3. La salariée a été licenciée le 30 mars 2015.
4. La salariée a saisi la juridiction prud’homale de diverses demandes au titre de l’exécution et de la rupture du contrat de travail.
(…)
Enoncé du moyen
6. La salariée fait grief à l’arrêt de rejeter sa demande en paiement de dommages-intérêts pour dépassement de l’amplitude horaire journalière, alors « que la méconnaissance des dispositions impératives relatives aux durées maximales de travail cause nécessairement un préjudice au salarié ; qu’en retenant pourtant, après avoir constaté que la salariée avait exécuté des journées de travail de plus de 10 heures, qu’ »elle ne démontre avoir subi aucun préjudice à ce titre, lequel ne peut être nécessaire mais doit être établi », la cour d’appel a violé l’article 1147 du code civil, dans sa rédaction antérieure à l’ordonnance n° 2016-131 du 10 février 2016, applicable en la cause. »
(…)
Réponse de la Cour
Vu l’article L. 3121-34 du code du travail, dans sa rédaction antérieure à la loi n° 2016-1088 du 8 août 2016 :
7. Aux termes du texte susvisé, la durée quotidienne du travail effectif par salarié ne peut excéder dix heures, sauf dérogations accordées dans des conditions déterminées par décret.

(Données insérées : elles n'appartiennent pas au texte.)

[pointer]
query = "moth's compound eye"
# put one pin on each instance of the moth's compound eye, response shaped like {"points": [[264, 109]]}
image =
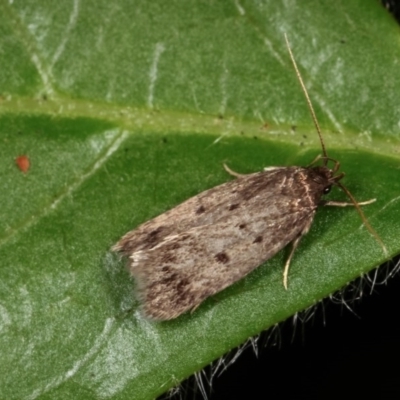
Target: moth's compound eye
{"points": [[327, 189]]}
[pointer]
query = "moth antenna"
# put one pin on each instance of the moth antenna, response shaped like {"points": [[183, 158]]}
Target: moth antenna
{"points": [[310, 107], [364, 219]]}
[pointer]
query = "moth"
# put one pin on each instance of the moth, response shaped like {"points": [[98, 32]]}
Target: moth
{"points": [[212, 240]]}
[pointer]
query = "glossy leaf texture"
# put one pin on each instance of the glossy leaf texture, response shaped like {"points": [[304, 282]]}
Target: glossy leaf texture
{"points": [[125, 109]]}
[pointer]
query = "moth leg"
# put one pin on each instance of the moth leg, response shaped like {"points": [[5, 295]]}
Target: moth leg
{"points": [[345, 203], [295, 243], [233, 173]]}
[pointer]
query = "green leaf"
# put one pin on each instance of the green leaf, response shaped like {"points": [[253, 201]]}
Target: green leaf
{"points": [[124, 111]]}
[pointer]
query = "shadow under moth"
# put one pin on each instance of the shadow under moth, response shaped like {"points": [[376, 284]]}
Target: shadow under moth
{"points": [[212, 240]]}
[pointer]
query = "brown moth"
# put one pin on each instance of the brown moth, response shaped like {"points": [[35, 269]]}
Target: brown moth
{"points": [[212, 240]]}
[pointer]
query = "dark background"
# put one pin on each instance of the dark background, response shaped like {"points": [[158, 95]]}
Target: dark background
{"points": [[338, 353]]}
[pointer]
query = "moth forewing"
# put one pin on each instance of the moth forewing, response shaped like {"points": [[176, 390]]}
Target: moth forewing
{"points": [[212, 240]]}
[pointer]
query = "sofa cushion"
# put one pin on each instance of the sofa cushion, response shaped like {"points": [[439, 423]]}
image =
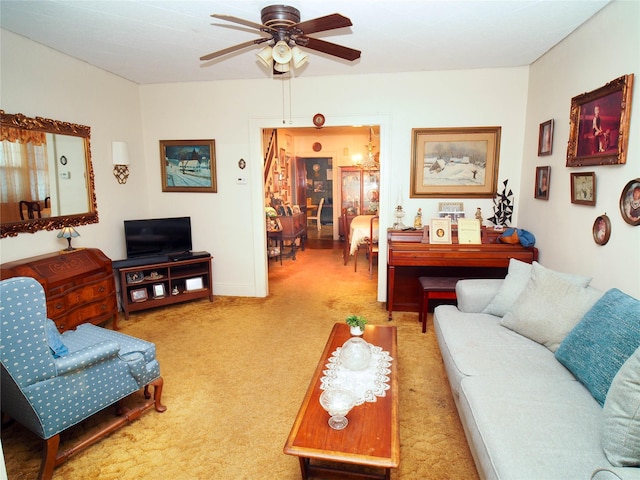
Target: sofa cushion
{"points": [[532, 428], [515, 283], [602, 341], [54, 339], [621, 432], [549, 307], [476, 344]]}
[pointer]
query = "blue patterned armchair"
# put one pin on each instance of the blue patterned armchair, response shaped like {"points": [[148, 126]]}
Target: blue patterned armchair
{"points": [[51, 382]]}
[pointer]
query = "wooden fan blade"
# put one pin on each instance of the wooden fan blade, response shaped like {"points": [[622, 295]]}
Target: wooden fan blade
{"points": [[322, 24], [241, 21], [329, 48], [240, 46]]}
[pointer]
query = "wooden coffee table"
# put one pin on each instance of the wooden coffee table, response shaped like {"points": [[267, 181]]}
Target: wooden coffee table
{"points": [[371, 439]]}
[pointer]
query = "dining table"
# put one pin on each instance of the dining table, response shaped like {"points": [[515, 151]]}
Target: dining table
{"points": [[361, 229]]}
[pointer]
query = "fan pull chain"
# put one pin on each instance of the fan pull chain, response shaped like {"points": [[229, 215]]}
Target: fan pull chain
{"points": [[283, 114]]}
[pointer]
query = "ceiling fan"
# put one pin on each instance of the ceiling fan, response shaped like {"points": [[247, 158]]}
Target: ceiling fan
{"points": [[283, 30]]}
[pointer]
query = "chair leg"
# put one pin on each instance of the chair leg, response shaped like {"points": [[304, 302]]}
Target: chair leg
{"points": [[49, 456]]}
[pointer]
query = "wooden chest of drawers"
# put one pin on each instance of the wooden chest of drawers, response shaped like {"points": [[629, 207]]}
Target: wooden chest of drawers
{"points": [[79, 286]]}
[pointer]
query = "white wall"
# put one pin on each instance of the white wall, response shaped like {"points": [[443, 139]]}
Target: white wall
{"points": [[606, 47], [230, 223], [39, 81]]}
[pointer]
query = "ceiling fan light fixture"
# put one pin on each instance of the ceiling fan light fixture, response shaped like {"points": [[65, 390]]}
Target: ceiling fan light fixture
{"points": [[299, 57], [281, 67], [282, 52], [265, 56]]}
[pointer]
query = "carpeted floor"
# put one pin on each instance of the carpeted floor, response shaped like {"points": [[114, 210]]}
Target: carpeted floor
{"points": [[236, 371]]}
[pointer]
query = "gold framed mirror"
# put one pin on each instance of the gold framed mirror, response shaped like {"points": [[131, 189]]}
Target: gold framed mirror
{"points": [[46, 174]]}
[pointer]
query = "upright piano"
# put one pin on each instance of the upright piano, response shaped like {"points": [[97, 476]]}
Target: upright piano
{"points": [[409, 258]]}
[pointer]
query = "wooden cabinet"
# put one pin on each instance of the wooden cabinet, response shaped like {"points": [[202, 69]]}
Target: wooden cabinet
{"points": [[359, 191], [79, 286], [359, 194], [159, 284], [294, 227]]}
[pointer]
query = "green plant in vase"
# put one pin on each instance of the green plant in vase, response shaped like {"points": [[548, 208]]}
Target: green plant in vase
{"points": [[356, 323]]}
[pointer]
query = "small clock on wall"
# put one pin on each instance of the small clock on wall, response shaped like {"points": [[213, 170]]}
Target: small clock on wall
{"points": [[318, 120]]}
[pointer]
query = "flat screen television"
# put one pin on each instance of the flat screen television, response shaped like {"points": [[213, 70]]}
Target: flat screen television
{"points": [[157, 236]]}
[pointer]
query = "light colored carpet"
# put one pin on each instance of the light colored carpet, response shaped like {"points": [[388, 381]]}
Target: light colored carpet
{"points": [[236, 371]]}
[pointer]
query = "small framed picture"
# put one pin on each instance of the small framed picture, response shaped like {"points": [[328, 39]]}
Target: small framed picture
{"points": [[601, 230], [135, 277], [630, 202], [194, 284], [545, 138], [158, 290], [583, 188], [440, 230], [139, 295], [543, 175]]}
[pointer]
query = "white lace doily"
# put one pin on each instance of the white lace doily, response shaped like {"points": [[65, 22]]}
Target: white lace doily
{"points": [[367, 384]]}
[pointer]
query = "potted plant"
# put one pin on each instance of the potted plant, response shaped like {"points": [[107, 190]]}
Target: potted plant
{"points": [[356, 324]]}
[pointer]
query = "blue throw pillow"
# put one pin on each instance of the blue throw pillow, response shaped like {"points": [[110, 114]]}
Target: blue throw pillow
{"points": [[55, 339], [602, 341]]}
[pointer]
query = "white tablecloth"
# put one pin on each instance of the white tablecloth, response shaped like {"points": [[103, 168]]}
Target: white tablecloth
{"points": [[360, 229]]}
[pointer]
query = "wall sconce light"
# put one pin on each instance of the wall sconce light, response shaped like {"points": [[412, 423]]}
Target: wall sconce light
{"points": [[120, 156], [68, 233]]}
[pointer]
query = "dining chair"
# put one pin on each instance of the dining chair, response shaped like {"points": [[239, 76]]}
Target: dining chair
{"points": [[347, 238], [372, 245], [318, 215]]}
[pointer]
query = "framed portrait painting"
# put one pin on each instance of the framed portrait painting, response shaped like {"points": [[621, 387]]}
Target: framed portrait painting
{"points": [[599, 124], [583, 188], [545, 138], [454, 162], [543, 178], [630, 202], [188, 166], [601, 230]]}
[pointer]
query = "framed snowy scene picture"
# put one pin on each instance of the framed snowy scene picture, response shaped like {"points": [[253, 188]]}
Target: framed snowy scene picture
{"points": [[454, 162], [188, 165]]}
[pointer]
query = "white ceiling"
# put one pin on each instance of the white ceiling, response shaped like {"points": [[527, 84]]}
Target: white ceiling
{"points": [[157, 41]]}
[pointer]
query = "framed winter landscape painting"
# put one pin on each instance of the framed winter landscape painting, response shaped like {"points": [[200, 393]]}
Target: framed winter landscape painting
{"points": [[188, 165], [454, 162]]}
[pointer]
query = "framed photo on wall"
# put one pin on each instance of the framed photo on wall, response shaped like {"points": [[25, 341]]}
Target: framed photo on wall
{"points": [[630, 202], [543, 178], [454, 162], [545, 138], [599, 124], [583, 188], [188, 165], [601, 230]]}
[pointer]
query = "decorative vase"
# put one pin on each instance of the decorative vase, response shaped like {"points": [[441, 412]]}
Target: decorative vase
{"points": [[355, 354], [356, 331]]}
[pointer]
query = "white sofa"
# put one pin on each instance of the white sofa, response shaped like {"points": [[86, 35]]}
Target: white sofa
{"points": [[524, 414]]}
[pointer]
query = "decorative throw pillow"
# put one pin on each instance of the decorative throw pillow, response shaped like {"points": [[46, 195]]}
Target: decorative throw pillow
{"points": [[516, 281], [606, 336], [549, 307], [621, 431], [55, 339]]}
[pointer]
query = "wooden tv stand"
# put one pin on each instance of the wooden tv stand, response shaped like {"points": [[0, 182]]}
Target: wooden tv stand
{"points": [[158, 284]]}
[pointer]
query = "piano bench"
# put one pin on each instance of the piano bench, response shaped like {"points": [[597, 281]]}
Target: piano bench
{"points": [[441, 288]]}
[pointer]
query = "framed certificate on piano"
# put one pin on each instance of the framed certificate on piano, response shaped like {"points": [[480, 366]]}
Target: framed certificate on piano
{"points": [[440, 230]]}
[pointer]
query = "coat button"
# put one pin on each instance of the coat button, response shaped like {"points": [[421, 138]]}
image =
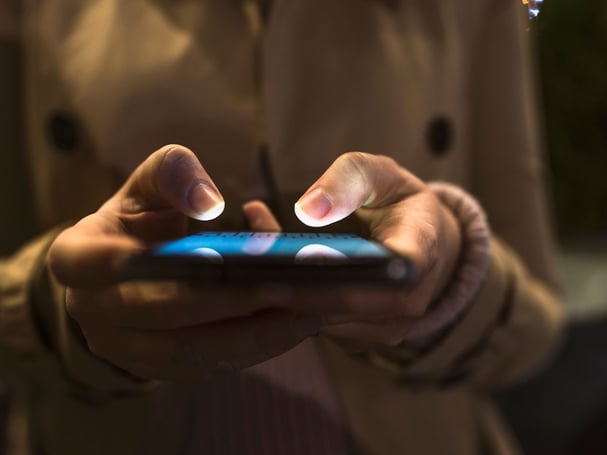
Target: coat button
{"points": [[439, 135], [63, 131]]}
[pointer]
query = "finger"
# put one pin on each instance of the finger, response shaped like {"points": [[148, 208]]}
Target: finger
{"points": [[390, 333], [172, 177], [260, 217], [201, 351], [159, 305], [355, 180], [360, 302], [89, 255]]}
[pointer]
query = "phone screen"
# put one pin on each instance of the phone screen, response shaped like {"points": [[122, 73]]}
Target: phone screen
{"points": [[258, 257], [298, 247]]}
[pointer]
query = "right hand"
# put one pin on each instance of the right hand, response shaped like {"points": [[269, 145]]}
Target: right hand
{"points": [[165, 330]]}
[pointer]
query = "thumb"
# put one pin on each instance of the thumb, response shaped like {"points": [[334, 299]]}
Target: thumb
{"points": [[172, 177]]}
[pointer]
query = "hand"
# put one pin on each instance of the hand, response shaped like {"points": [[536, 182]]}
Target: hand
{"points": [[165, 330], [403, 214]]}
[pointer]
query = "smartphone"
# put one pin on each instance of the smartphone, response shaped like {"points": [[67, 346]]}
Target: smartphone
{"points": [[254, 258]]}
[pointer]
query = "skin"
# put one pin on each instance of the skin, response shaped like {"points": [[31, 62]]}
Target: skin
{"points": [[175, 331]]}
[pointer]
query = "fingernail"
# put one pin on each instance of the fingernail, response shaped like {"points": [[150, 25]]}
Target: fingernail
{"points": [[205, 202], [307, 325], [315, 205]]}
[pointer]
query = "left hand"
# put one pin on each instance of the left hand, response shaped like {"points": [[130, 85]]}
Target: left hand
{"points": [[403, 214]]}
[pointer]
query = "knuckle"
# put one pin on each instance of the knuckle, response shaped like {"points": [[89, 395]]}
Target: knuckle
{"points": [[391, 338], [73, 304], [427, 238]]}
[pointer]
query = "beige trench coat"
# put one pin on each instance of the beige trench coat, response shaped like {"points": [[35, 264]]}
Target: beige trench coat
{"points": [[90, 88]]}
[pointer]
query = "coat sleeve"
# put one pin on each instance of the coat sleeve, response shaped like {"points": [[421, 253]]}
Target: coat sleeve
{"points": [[38, 342], [515, 321]]}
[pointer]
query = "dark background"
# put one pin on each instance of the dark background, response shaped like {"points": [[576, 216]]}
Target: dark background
{"points": [[564, 410]]}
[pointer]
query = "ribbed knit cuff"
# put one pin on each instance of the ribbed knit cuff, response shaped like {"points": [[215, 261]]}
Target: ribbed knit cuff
{"points": [[472, 267]]}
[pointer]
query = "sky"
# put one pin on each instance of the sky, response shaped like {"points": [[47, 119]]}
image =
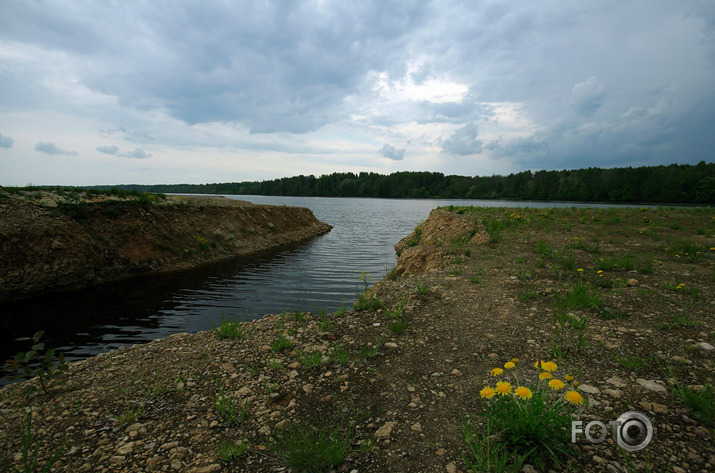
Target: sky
{"points": [[148, 92]]}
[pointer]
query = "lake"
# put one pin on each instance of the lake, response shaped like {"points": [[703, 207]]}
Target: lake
{"points": [[320, 274]]}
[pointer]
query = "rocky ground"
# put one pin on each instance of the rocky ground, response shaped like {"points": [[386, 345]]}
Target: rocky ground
{"points": [[473, 289], [55, 240]]}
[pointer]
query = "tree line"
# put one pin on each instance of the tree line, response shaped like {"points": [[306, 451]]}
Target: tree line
{"points": [[675, 183]]}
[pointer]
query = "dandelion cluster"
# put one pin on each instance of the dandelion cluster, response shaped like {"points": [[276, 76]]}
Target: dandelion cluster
{"points": [[545, 375]]}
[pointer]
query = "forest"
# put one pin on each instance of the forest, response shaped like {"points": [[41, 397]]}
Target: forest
{"points": [[675, 183]]}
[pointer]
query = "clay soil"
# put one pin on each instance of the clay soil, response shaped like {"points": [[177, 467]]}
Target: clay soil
{"points": [[473, 289]]}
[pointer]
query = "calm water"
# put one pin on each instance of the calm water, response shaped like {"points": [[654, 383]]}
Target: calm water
{"points": [[322, 273]]}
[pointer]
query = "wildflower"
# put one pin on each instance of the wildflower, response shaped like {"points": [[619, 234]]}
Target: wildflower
{"points": [[556, 384], [523, 392], [574, 397], [503, 388]]}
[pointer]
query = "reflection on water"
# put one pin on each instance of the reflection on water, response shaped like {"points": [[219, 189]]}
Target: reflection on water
{"points": [[321, 273]]}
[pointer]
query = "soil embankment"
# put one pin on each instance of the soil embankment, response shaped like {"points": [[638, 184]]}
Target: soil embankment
{"points": [[50, 242], [621, 299]]}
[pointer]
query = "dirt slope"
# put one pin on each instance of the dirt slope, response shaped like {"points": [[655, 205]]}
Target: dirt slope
{"points": [[48, 243]]}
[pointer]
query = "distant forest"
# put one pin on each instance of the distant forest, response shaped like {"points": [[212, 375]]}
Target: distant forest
{"points": [[676, 183]]}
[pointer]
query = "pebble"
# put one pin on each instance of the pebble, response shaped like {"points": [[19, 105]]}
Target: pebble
{"points": [[652, 385], [385, 431], [587, 388]]}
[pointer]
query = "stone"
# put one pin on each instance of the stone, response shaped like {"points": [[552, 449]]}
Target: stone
{"points": [[652, 385], [385, 431], [587, 388]]}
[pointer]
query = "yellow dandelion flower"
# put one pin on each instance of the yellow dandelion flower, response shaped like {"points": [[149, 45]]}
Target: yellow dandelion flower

8. Ces dispositions participent de l’objectif de garantir la sécurité et la santé des travailleurs par la prise d’un repos suffisant et le respect effectif des limitations de durées maximales de travail concrétisé par la Directive 2003/88/CE du Parlement européen et du Conseil du 4 novembre 2003, concernant certains aspects de l’aménagement du temps de travail.
9. Pour rejeter la demande de la salariée en paiement de dommages-intérêts pour dépassement de l’amplitude horaire journalière, l’arrêt, après avoir constaté qu’elle avait exécuté des journées de travail de plus de dix heures, retient que l’intéressée ne démontre pas avoir subi un préjudice à ce titre.
10. En statuant ainsi, alors que le seul constat du dépassement de la durée maximale de travail ouvre droit à la réparation, la cour d’appel a violé le texte susvisé.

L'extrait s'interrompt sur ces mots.